Famine somalienne : le dénouement tragique d’une série de crises

par Martin Savoie

Depuis cet été, la Somalie vit l’une des crises les plus graves de son histoire. Depuis deux ans, les précipitations dans la Corne de l’Afrique ont diminué de près d’un tiers. Dans d’autres régions, aucune goutte de pluie n’est tombée. Le tout a créé une sécheresse, la pire que la Corne de l’Afrique ait connue lors des 60 dernières années.

Pourtant, ce n’est que le 20 juillet que le coordonnateur des affaires militaires en Somalie pour l’Organisation des Nations Unies (ONU), Mark Bowden, déclare la famine dans deux régions de ce pays : au sud de Bakool et à Lower Shabelle. Par le biais d’un communiqué de presse, il déclarait qu’à certains endroits, « le taux de malnutrition des enfants de moins de 5 ans dépasse les 50% ».
En effet, jusqu’à présent, la situation déjà fait plus de 30 000 victimes de moins de 5 ans, en plus d’en faire près d’une dizaine supplémentaire par tranche de 10 000 habitants.

« La réponse apportée pour les deux mois à venir sera cruciale car elle constituera un jalon pour l’aide à long terme, sachant que les effets de la famine vont se faire sentir jusqu’en janvier prochain, » ajoute-t-il.

M. Bowden prévoyait aussi que la famine s’étendrait aux autres régions du sud de la Somalie et, effectivement, l’état a été décrété à de multiples endroits lors des deux derniers mois. À cela s’ajoute la déclaration d’une épidémie de choléra depuis la mi-août.
Toutefois, de telles déclarations de l’ONU ne sont que le coup de massue sur un pays en crise.

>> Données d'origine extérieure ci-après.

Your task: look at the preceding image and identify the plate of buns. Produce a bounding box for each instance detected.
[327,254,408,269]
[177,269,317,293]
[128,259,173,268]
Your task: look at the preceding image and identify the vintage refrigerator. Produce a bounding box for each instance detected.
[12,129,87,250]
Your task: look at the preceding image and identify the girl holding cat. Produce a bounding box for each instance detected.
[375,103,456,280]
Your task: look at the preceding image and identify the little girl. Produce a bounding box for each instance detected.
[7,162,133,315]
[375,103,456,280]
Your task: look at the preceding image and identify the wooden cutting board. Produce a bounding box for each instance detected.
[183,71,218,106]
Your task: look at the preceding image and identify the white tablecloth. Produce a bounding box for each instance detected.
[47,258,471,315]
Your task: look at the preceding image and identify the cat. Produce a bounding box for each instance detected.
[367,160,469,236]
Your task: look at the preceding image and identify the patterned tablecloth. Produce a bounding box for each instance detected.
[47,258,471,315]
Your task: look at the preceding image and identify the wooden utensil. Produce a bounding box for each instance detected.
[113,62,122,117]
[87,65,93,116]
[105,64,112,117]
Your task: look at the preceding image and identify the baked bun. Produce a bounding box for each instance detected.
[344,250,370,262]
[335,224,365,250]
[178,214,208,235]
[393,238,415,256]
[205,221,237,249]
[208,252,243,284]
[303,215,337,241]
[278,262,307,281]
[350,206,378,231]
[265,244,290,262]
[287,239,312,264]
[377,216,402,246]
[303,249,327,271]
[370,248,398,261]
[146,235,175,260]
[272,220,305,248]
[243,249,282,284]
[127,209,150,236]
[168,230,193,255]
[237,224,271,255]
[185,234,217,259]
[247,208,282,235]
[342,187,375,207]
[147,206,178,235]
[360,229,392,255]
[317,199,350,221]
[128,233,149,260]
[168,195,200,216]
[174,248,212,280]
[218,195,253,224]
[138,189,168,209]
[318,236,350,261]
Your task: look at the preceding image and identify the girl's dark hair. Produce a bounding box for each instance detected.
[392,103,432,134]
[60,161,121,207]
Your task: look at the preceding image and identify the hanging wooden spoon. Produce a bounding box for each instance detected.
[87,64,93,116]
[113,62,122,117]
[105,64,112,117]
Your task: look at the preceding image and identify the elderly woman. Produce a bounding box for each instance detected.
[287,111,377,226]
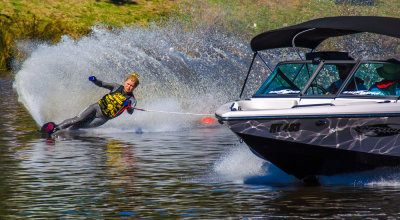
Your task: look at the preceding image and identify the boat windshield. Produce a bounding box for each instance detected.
[341,62,400,96]
[255,62,318,96]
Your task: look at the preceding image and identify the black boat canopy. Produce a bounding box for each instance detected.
[250,16,400,51]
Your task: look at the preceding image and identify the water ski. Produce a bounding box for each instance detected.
[40,122,56,135]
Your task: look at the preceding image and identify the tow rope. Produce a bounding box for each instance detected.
[133,107,213,116]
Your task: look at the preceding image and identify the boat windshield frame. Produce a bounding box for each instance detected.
[252,60,400,99]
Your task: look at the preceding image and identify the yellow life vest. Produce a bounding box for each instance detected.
[98,86,131,118]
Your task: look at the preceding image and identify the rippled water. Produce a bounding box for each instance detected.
[0,74,400,219]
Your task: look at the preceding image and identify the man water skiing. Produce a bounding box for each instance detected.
[41,73,139,134]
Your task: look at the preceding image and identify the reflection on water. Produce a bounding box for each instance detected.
[0,77,400,219]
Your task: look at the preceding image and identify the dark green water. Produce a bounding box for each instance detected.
[0,76,400,219]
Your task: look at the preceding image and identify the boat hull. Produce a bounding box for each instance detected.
[224,117,400,179]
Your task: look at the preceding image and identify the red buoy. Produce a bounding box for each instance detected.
[201,117,215,125]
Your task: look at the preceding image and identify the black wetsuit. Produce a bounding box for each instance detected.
[56,79,136,130]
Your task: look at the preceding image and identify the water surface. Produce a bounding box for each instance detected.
[0,76,400,219]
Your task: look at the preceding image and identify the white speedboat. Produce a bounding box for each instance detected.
[216,16,400,183]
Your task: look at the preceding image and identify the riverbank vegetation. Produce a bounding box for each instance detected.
[0,0,400,71]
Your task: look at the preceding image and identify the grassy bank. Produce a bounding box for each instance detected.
[0,0,400,70]
[0,0,178,71]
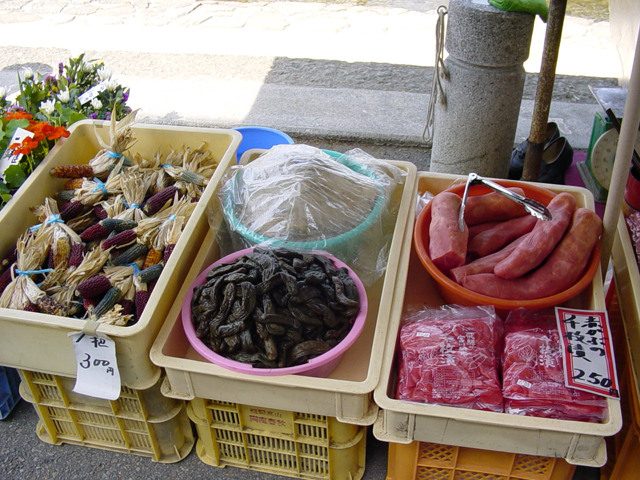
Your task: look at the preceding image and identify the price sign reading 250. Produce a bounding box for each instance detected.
[556,307,620,398]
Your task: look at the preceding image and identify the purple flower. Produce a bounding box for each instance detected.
[44,75,58,86]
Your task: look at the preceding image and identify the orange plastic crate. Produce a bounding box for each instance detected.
[387,442,576,480]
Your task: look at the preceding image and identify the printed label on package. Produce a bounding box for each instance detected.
[69,332,120,400]
[556,307,620,398]
[0,128,34,182]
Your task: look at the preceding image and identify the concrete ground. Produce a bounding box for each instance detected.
[0,0,619,480]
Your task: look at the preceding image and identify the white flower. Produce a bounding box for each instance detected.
[91,97,102,110]
[105,80,119,92]
[58,88,71,103]
[98,67,111,82]
[40,99,56,116]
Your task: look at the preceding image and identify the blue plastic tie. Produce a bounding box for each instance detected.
[29,213,64,232]
[127,263,140,275]
[14,268,53,275]
[93,178,109,196]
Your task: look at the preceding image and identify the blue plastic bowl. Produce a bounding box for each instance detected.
[232,127,294,161]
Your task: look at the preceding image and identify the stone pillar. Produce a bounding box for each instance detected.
[430,0,535,178]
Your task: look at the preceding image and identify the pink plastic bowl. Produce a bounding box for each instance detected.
[182,247,368,377]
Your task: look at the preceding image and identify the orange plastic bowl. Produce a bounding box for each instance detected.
[413,180,600,312]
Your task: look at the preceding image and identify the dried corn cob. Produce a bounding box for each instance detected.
[35,295,66,317]
[51,235,71,268]
[178,170,208,186]
[2,244,18,268]
[0,267,15,295]
[100,218,138,232]
[69,243,84,267]
[76,275,111,298]
[138,263,164,283]
[134,290,151,319]
[120,298,135,315]
[82,298,100,311]
[143,185,179,215]
[24,303,40,313]
[91,287,122,318]
[101,230,138,250]
[163,243,176,265]
[80,223,109,243]
[142,248,162,271]
[49,165,94,178]
[62,177,84,190]
[111,242,149,266]
[93,204,109,220]
[60,201,84,222]
[58,190,76,202]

À l’intérieur des frontières, les gouvernements instables se succèdent. Depuis 2008, il est le pays le plus défaillant du monde selon l’index d’échec des États de la Fund for Peace. De plus, dans ce pays, c’est la guerre. Une guerre civile de contrôle entre un gouvernement transitoire et une organisation islamiste considérée comme terroriste dans près d’une dizaine de pays : Al-Shabaab. Près de la moitié du pays est sous le contrôle des shebab, une moitié touchée plus durement par la crise alimentaire.

À l’intérieur des districts shebab, les dirigeants refusent de reconnaitre le décret de famine de l’ONU, maintenant du même coup l’interdiction d’aide humanitaire décrétée en 2009 par l’organisation rebelle. De ce fait, les habitants de ces régions à la recherche d’aide doivent tenter de migrer vers les régions plus au nord ou dans les pays avoisinants, seuls endroits où les agences d’aide peuvent opérer. Par contre, lorsque ceux-ci parviennent aux frontières des territoires shebab, ils sont vite repoussés à l’intérieur des limites par les rebelles qui tentent par le fait même de ne pas perdre leur population. Face à ce refus d’Al-Shabaab de les laisser atteindre les camps de réfugiés, les somaliens se voient contraints de demander de l’aide dans les camps des rebelles, endroits où l’on manque de tout : eau, nourriture, soins médicaux.

Malgré les difficultés de l’aide humanitaire à rejoindre les populations les plus touchées par cette crise, plusieurs gouvernements, notamment le gouvernement canadien, incitent leur population à faire preuve de générosité et à contribuer financièrement aux organismes présents sur les lieux.